PAGE 3
Chapter 7
Poor though he is, Stephen buys some new clothes for Gertrude and her son, who seem happy. Msimangu takes Stephen to visit John. Stephen chides his brother for having left his first wife and the church, but John, a passionate politician with a bull-like voice, tells Stephen that the old order is changing, and the center of this change is Johannesburg, which is a place of opportunity, since Africans are beginning to realize themselves, but a place of strife too, because blacks are unjustly treated by whites. Stephen then asks about Absalom; John can tell them a little, for his own son has left home. Msimangu and Stephen discuss what John has said.
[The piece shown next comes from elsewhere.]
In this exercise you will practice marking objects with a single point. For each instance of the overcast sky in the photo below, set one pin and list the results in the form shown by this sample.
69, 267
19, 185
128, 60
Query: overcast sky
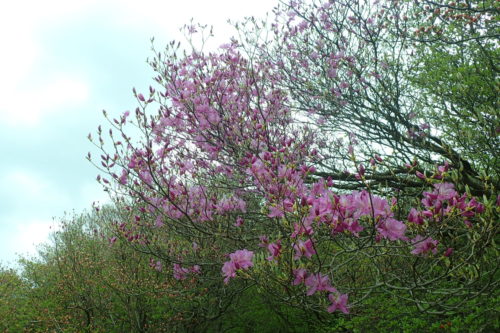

Msimangu agrees with much of it, but fears that a politician like John could easily become corrupt. He feels that the only hope for the country is if whites and blacks can learn to work together for the common good. Love is needed; but he says, "I have one great fear in my heart, that one day when they are turned to loving, they will find we are turned to hating." They then begin the search for Absalom, following leads, going from place to place.

Chapter 8
Stephen and Msimangu, now firm friends, in their search for Absalom set off for Alexandra, eleven miles from the centre of Johannesburg. They encounter a bus boycott, mounted to object to a fare increase, and are persuaded to walk the distance; but after a while they are given a lift by a sympathetic white man. Msimangu speaks of the problems caused by crime, and of the varying white reactions to the issue. They then visit Mrs. Mkize, with whom Absalom and his cousin stayed a year or so ago. She is afraid, partly because she thinks they may come from the police. She does not know where the young men have gone, but in response to the pleas of Msimangu finally tells him that the two had obviously been engaging in theft. She puts Msimangu and Stephen on to a taxi-driver who had been friendly with Absalom and his cousin. He is afraid too, but suggests that they go to Shanty Town, the squatter settlement. They return by taxi to Johannesburg, passing the thousands of walking bus boycotters, and the sprinkling of white drivers irritating the police by offering their assistance to some of the walkers.

Chapter 9
The novelist constantly offers, in dramatized form, salient relevant South African socio-political realities, with all their injustices and imbalances. Thus he gives his central story a representative edge, indeed makes it symbolic of the country's tragic and dangerous tensions. In this chapter, a series of vignettes highlight some of the social problems of African people in Johannesburg, into which more and more people are moving: poverty, overcrowding, a drastic shortage of housing and accommodation, bribery, a lack of privacy, the constant fear of sexual misdemeanors, theft, and other forms of crime. In a further series of vignettes—fictionalized, but close to the historical reality—we see homeless people getting together, forming a committee (headed by Dubula, who was also involved in the bus boycott), and building Shanty Town overnight, and, while all this happens, the grief of a mother as her young child sickens and dies. We see Shanty Town growing, and the white authorities attempting to deal with it as a new problem. The squatter settlement becomes famous overnight. But how will those living in shacks made of wooden poles, iron and sacking cope in the rain and in the winter?